Saturday, March 16, 2013

Rattlesnake Peak

Hiked: 3/15/2013
Distance: 8.8 miles round trip on dirt road and cross country
Summit Elevation: 5843'
Prominence: 946'
Elevation Gain: 3844'
Elevation Gain (in Empire State Buildings): 3.07
Round trip time: 6 hours
Recommended water: 136 oz.
Parking/Fees: Adventure Pass
Difficulty: Strenuous

Rattlesnake Peak in the San Gabriel Mountains is the baby brother of Big Iron Mountain which remains in view the entire trip. It is considered the second toughest single peak in the range with plenty of elevation gain, yucca hazards, and loose dirt. To get to the trailhead, follow highway 39 north out of Azusa as if heading toward Iron Mountain, except follow Shoemaker Road to the left instead of continuing on E Fork Road. Stop at the closed gate.

There are two main approaches to Rattlesnake Peak, the south ridge route (most popular), and the east ridge after going through two tunnels. It can also be done as a loop in either direction. Rod and I started up the south ridge which starts in a gully on the left side of the road at GPS coordinates N34.24946 W117.76476. There was a cairn marking the start of the use trail that I improved slightly.

Soon after leaving the road, the use trail faded away and I had to consult the GPS to determine which way to go. The GPS showed the way to a steep wash on the left where the dirt was so loose that it frequently meant taking a step and sliding back a few inches. Eventually, the use trail returned and after reaching the south ridge, it was clear where to ascend. There were plenty of intimidating bumps, some rock scrambling, and a few interesting places where the path led along the edge of a cliff. About half way up, we cached some water to pick up on the return. We were the only humans on the mountain all day, though we did see a few large horned lizards and a red velvet ant along with the usual squirrels and birds.

Most of the vegetation was burned, but it was hard to tell how recently. There was no bushwhacking, and very little brush or tall grass. It was pretty barren most of the way, except for a healthy yucca "garden" we encountered. Big Iron Mountain dominated the northeast the entire hike, with snow-capped Mt. Baldy behind it.

After passing several false summits, Rod and I planted a "rattlesnake flag" at the peak, signed the summit log and took some photos. The most recent log entry was from the prior Sunday. After a short rest and snack break, we returned on the south ridge. The east ridge would have to wait for another day.

Start of the hike on Shoemaker road

Start of the use trail that leaves on the left side of the road near a deep road cut

Rattlesnake peak from early on the south ridge

Facing one of several big bumps on the south ridge

Rod on a saddle between bumps

This bump is sometimes called Baby Rattlesnake

A horned lizard wonders why we are trespassing on his mountain

Looking over a yucca down the south ridge

South ridge

Rare velvet ant

On the summit

Rod on the summit, Iron Mountain and Mt.

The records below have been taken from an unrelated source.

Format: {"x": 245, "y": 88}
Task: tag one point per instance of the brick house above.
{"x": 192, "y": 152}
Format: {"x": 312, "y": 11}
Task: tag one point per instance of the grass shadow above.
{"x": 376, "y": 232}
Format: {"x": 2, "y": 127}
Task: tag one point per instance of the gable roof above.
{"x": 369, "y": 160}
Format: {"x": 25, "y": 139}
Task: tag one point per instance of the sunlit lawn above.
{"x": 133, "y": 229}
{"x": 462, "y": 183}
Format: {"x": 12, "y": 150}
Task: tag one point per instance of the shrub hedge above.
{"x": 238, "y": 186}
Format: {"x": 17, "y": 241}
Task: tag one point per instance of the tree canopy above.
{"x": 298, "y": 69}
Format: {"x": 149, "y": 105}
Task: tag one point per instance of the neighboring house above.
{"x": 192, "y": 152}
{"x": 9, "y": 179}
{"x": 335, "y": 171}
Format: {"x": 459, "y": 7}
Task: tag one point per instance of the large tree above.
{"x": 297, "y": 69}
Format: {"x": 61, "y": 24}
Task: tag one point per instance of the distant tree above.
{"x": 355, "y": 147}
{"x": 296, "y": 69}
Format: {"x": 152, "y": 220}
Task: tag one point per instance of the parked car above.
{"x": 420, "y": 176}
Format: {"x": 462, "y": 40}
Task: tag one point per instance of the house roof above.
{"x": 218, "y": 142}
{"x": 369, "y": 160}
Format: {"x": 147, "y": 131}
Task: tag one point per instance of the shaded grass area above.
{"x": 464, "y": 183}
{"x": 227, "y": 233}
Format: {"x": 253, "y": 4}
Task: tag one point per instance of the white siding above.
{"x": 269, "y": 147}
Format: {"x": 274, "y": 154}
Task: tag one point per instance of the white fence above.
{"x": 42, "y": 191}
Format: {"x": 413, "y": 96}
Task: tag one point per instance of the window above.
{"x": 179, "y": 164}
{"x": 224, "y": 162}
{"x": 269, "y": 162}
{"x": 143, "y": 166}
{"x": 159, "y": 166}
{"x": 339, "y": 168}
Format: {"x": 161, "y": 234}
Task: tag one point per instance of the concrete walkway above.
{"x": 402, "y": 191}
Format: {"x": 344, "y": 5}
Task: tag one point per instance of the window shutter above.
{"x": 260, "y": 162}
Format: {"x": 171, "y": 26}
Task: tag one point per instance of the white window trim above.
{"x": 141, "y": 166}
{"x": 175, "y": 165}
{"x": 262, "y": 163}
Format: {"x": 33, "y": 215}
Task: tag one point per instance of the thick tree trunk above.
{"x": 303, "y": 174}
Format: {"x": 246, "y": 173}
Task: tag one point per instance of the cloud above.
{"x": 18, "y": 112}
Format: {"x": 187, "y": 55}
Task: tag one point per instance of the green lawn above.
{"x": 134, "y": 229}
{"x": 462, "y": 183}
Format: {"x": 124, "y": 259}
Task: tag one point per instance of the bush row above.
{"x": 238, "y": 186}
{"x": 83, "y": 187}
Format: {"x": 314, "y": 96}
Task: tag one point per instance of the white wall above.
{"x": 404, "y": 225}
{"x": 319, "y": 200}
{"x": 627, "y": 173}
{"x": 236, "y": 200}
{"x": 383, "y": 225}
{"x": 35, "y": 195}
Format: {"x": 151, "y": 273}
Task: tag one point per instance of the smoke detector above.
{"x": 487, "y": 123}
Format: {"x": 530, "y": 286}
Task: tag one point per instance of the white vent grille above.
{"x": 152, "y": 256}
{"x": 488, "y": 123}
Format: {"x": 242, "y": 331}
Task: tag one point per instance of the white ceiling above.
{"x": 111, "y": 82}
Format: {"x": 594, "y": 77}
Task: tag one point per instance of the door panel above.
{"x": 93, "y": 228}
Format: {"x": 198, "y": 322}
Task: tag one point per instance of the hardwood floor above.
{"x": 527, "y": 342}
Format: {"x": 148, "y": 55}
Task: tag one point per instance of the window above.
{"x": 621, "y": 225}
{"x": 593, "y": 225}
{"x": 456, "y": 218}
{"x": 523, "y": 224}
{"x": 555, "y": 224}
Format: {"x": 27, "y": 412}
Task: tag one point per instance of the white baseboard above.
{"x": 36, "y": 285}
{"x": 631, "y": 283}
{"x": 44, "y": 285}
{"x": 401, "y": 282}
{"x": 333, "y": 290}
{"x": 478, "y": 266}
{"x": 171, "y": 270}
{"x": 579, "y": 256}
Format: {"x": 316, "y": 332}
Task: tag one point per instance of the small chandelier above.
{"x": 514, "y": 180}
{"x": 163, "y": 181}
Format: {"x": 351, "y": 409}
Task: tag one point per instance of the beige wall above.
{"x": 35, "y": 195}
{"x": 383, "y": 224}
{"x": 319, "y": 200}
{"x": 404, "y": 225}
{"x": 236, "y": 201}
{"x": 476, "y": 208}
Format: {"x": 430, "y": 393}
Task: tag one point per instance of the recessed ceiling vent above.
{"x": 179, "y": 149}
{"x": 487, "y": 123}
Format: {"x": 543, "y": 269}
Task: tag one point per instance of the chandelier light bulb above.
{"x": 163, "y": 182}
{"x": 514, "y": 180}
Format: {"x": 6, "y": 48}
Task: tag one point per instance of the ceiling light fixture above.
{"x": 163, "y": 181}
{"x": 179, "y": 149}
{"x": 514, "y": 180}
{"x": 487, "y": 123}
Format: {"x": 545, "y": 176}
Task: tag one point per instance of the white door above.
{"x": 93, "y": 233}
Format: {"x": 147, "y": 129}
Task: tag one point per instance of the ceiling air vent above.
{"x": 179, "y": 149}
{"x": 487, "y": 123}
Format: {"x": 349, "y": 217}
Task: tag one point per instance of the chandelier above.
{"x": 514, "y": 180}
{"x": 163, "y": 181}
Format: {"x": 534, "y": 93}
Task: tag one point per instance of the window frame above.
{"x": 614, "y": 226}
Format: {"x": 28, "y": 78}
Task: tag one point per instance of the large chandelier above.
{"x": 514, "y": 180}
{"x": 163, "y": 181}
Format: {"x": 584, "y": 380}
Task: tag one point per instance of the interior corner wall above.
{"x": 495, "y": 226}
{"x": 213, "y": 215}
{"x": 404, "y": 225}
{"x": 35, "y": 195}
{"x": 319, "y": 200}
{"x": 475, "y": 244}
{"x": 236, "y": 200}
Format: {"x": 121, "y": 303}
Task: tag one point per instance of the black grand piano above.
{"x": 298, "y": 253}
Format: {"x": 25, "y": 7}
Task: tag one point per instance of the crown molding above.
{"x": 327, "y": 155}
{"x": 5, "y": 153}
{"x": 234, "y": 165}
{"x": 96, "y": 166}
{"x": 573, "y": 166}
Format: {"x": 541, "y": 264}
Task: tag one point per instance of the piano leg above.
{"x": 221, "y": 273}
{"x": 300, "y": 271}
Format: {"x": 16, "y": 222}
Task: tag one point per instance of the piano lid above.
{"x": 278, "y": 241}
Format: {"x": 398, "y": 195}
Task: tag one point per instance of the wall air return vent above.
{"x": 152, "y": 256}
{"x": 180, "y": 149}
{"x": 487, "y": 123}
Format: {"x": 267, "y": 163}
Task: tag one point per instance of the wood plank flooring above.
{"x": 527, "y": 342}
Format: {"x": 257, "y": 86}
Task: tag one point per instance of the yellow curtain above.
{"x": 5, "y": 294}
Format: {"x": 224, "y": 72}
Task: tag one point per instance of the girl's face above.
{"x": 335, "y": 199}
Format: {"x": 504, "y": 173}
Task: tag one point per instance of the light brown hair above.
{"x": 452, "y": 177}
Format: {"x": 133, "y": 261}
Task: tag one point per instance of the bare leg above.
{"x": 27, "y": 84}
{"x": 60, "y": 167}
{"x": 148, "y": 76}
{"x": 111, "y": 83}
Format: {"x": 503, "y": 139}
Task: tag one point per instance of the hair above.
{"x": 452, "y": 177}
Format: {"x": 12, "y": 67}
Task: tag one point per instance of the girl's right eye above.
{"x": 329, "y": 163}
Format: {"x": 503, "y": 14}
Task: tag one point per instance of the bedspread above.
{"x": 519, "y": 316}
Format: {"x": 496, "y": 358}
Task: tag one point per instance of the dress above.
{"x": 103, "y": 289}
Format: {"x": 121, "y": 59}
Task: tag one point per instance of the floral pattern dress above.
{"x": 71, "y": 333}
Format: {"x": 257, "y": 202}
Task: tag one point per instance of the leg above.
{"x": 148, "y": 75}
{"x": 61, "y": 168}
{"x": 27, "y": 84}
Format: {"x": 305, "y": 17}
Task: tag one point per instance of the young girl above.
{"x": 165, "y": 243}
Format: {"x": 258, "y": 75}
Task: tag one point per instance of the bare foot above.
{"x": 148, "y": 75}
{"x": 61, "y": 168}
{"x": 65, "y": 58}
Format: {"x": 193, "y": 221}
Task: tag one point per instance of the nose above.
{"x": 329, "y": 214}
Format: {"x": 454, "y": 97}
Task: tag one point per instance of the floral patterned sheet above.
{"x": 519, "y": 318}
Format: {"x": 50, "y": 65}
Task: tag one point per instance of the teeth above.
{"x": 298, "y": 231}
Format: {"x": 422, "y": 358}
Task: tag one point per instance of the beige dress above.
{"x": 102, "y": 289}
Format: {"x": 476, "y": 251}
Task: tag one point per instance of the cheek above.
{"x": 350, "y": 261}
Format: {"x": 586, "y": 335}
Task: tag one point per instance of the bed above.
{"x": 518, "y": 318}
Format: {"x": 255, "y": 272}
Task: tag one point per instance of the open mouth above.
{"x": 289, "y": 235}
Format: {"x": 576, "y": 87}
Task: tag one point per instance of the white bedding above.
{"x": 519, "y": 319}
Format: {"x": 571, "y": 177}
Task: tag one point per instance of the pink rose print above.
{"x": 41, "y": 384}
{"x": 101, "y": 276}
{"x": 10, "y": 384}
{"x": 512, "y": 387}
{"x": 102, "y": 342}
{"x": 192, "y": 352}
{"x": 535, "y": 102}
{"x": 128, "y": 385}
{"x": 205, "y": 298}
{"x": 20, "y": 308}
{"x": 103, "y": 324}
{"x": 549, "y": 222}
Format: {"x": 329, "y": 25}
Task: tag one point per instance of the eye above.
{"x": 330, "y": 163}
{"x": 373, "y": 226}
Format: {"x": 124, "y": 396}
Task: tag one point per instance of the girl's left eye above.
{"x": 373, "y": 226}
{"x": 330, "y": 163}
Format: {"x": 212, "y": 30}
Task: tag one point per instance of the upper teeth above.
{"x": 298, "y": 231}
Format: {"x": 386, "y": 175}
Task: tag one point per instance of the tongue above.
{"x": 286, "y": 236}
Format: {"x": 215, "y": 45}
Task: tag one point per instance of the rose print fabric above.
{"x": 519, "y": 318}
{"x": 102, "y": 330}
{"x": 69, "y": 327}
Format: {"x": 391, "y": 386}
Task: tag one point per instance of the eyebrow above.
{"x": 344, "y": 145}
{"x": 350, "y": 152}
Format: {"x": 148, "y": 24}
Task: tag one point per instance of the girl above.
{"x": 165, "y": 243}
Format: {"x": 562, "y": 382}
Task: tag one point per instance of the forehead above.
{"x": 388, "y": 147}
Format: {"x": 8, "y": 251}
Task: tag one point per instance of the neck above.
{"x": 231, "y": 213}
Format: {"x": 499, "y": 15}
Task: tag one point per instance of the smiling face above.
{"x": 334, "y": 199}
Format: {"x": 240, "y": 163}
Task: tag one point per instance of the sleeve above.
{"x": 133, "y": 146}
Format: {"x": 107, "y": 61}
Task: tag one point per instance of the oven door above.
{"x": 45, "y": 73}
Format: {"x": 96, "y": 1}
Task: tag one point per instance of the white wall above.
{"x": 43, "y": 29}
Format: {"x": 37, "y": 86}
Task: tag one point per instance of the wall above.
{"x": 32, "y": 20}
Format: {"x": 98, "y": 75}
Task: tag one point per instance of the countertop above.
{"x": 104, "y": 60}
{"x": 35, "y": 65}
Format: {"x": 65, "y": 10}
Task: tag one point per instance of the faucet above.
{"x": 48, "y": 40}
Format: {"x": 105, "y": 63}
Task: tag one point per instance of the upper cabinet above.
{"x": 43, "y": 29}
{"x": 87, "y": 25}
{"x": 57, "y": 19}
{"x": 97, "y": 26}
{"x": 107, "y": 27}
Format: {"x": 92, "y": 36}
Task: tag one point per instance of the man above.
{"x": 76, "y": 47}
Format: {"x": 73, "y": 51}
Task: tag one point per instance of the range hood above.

Baldy in the background

USGS benchmark labelled "Fang" instead of "Rattlesnake", placed in 1930.

Panorama from summit, click for a better view


  1. I just did it twice, but slowly due to being out of shape. The first time 3 weeks ago, I just did route 1 ( from the south) out and back by myself. I broke a pole and had a couple of falls because I was hurrying, but was fine and really enjoyed myself. It was cool, I guess around 50 farenheit and no bugs. The first 40 feet is real steep (be sure to bring hiking poles). Then you climb along above the road at first. Then to the left (just follow the trail, my directions are only approxamate). This part is steep again. You get to a ridge and at the arrow constructed of rocks, you turn left. Take a good look at it because you don't want to miss it on the way back. Now you just follow the ridge.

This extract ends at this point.